The design world is awash with cool collaborations between people from different disciplines and it’s often their diversities that bring an excitement and newness to the products that are collaborated on. To highlight our appreciation of this team spirit, here are The Chromologist’s five favourite designer collaborations of the moment…
1. Paul Smith and Anglepoise
This doesn’t have anything to do with the domino tiles shown in the image above, and yet – how fabulous are those domino tiles in the image above?
The 2004 Anglepoise Type75 lamp designed by Sir Kenneth Grange, was a wonderful advancement of the classic, incorporating the same spring mechanism that automotive engineer George Carwardine invented in 1932 for the original Anglepoise lamp – it stays in position after the lamp is moved in any direction. Sir Paul Smith just came along, added colours to the iconic aluminium design and voila we have a limited edition beauty that’s every bit as good as its two predecessors. Yes, I said limited edition.

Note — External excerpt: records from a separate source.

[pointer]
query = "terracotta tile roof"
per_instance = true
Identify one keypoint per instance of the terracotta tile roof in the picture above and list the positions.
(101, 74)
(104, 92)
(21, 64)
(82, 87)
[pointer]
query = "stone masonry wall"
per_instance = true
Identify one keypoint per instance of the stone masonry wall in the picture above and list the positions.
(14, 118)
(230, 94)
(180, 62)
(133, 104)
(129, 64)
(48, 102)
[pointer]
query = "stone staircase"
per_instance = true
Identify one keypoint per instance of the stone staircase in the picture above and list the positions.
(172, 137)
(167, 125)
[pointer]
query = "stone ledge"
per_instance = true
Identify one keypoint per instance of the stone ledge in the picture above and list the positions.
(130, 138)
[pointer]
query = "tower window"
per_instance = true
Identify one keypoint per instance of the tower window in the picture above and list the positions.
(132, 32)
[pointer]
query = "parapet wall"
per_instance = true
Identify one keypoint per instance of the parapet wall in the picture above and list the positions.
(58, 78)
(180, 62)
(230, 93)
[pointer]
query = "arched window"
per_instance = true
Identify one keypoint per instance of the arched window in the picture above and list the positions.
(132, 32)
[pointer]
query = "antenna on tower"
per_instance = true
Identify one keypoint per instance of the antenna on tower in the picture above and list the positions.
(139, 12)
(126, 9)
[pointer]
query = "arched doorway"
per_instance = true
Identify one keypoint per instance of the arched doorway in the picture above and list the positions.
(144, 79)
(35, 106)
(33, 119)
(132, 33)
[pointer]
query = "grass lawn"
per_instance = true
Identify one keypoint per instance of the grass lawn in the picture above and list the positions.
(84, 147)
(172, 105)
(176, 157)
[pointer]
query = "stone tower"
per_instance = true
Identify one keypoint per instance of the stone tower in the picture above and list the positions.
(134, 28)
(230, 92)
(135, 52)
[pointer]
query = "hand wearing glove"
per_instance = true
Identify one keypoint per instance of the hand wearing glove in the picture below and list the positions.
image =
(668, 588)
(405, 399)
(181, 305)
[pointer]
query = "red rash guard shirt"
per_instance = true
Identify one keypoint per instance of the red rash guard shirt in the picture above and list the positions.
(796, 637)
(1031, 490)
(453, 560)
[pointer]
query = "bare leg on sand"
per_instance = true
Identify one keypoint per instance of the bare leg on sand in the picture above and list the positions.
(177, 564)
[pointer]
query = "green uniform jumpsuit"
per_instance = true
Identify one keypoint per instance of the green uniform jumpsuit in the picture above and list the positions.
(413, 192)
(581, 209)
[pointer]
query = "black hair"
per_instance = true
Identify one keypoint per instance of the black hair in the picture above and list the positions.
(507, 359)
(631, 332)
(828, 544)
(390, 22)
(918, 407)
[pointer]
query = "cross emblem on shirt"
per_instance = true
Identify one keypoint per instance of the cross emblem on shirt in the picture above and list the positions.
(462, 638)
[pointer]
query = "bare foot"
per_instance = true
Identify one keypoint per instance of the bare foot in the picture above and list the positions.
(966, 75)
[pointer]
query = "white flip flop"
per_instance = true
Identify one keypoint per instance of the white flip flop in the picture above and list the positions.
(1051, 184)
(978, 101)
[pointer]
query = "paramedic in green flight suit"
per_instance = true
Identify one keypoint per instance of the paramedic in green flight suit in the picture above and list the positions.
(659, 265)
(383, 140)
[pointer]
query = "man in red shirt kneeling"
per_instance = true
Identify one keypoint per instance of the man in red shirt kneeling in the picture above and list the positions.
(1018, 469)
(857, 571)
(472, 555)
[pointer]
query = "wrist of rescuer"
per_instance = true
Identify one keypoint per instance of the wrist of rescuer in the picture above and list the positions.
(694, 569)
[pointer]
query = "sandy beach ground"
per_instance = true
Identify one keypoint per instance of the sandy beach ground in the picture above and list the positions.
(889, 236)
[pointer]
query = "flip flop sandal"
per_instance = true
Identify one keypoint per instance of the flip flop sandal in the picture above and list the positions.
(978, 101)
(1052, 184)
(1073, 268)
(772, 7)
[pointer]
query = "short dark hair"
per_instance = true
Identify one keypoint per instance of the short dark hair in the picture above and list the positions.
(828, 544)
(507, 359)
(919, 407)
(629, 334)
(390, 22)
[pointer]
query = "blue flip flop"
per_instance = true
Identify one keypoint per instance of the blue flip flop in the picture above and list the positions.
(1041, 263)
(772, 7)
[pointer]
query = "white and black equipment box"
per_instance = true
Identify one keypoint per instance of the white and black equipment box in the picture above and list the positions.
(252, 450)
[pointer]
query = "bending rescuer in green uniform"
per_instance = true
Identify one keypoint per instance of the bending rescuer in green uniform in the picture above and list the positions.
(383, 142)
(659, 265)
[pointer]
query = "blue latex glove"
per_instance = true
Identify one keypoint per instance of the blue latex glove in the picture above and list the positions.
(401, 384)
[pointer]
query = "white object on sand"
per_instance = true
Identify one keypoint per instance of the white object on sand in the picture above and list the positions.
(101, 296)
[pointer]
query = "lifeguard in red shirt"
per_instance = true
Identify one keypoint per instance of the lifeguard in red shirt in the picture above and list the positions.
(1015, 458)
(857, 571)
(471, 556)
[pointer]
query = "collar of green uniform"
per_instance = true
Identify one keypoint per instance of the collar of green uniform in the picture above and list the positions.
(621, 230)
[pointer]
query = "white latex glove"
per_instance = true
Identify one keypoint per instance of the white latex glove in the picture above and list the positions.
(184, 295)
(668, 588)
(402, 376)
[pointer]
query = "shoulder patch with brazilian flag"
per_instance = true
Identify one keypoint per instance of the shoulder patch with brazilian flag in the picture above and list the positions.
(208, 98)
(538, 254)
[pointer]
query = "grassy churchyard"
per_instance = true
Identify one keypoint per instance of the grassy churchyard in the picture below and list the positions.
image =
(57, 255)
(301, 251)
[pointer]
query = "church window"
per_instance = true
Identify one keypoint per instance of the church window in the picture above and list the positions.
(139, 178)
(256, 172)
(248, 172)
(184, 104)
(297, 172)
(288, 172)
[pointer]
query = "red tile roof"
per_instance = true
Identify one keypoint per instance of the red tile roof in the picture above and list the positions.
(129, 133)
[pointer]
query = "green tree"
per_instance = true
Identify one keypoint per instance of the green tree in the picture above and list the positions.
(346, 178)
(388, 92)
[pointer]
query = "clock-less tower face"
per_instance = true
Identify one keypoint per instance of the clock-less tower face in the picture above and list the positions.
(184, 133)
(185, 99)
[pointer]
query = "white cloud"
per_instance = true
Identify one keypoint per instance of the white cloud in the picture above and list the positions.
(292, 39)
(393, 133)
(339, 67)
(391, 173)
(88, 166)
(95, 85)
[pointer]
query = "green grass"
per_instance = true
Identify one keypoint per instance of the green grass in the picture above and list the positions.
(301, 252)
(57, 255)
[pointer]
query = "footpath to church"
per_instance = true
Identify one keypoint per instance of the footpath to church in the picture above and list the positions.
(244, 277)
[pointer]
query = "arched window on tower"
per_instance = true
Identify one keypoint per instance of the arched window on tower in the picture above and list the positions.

2. HAY / WRONG for HAY and Emily’s House London
Danish brand HAY has been the hot ticket on the design scene for a while now. At the London Design Festival in September, the brand displayed covetable wares in its townhouse showroom overlooking St James Park, alongside antique rug specialist Emily’s House London, which shares the same space. What the pairing taught us is that hip and modern Scandi homewares work a treat next to gorgeous vintage textiles from North Africa and The Middle East. A colour explosion happened with accents of neutral – or sometimes vice versa.
3. Ben Pentreath and Fine Cell Work
Fine Cell Work is a registered charity and social enterprise that trains prisoners in skilled and paid needlepoint work – around 250 prisoners are participating in Fine Cell Work workshops currently. The enterprise’s latest collaboration is with pattern-loving designers Ben Pentreath and Birdie Hall, of Pentreath & Hall – a collection of needlework cushions in geometric designs that are based on stone floor and marble patterns by the 18th century designer Batty Langley. Each cushion incorporates a fabulous unexpected mix of muddy and bright colours, and typically, look great in a collection. Be prepared to have your head turned by more than one design at once.
4. David David and Johnson Tiles
David Saunders, the co-founder of London based print and design studio David David, has worked his colourful magic on a collection of tiles for Johnson Tiles. Fusing traditional Islamic geometrics with modern British production, the design is based on an adaptation of Carousel, the designer’s Jameel Prize nominated artwork, and also draws on the colours of Johnson Tiles’ Prismatic range. “My own range of colours is an ongoing evolution. I have one palette which I would call my staple and I add colours to it depending on the mood of the product I am working on,” says the designer. The tiles were installed last month in the V&A’s tunnel entrance, and will be on display there until January 2015 if you fancy getting the full kaleidoscopic effect.
5. Benjamin Hubert and Bitossi Ceramiche
British designer Benjamin Hubert’s collection of five large ceramic centrepieces, Seams, designed for iconic Italian ceramic manufacturer Bitossi Ceramiche, evolved from the studio’s research into creating mass-produced products with one-off details – in this case, the seam. Using split moulds to create the effect, the designer has given each vessel a feeling of uniqueness and imperfection. The colour combinations on the other hand are absolutely perfect.